Does Zionism have any lessons for the 'Black Lives Matter' movement?

I had a great evening with Toby Shapshak and Justice Malala. We have launched a new show called Filling the Gap, which will explore politics and government in South Africa, unusually, historically and comparatively. In 2017 a new kind of civil-society movement began to emerge - "awkward", one academic called it - that started to see government beyond the usual tropes of corruption and ineptitude. A space, that is, was opening to analyse and engage government as a historical and institutional phenomenon. Alas, this moment has passed and 'corruption' has become the hegemonic lense for viewing government. 'Filling the Gap' will try to bring back a historical and institutional sensibility.

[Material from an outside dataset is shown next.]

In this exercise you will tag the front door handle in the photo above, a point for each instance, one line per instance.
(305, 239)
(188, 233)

In this vein, the Black Lives Matter movement raises unresolved questions about the conditions of the safety, never mind the freedom, of Black people in America and elsewhere. What is the correct institutional response? Anti-colonial movements, especially after the Second World War - the periodisation is important and something that I am working on - reconciled themselves to 'self-determination' in independent states. This was not the only conception of freedom, but it is the one that stuck in the period of formal decolonisation. African Americans, unlike their African counterparts, are, however, a minority in American society. Secession or self-determination has never been a real option - even if the idea has been toyed with at various moments, especially amongst American communists. The counterpart to self-determination was idea of 'returning' to Africa. Yet secession and 'return' have both been marginal tendencies. Instead, 'civil rights' has been the dominant route to safety and freedom pursued in America. The recent killing of Floyd George and the depth of institutional racism that it reveals exposes the limits of the 'civil rights' approach.


Jews have long confronted these problems and have sought to address existential insecurity in one of three ways: integration, autonomy or independence in a Jewish state. Zionism has been catastrophic for Palestinians but in a world where the dominant measure of the equality of 'peoples' is their possession of a state, the development of Israel as a powerful state, militarily, technologically, economically, has set back anti-semitism, especially in its European homeland.


I wonder if the Zionist experience does not suggest a third path for African American politics and black politics generally. Secessionists and 'returnists', at least, saw a fundamental connection between the safety and freedom of African Americans and Africans. The hallmark of the modern era is the emergence of states as the measure of peoples sovereignty and equality. I wonder if black politics would not be well served by investing in the emergence of capable and prosperous states on the African continent? Supporting democratic state-building efforts in Africa may be the condition of freedom and equality in the US too.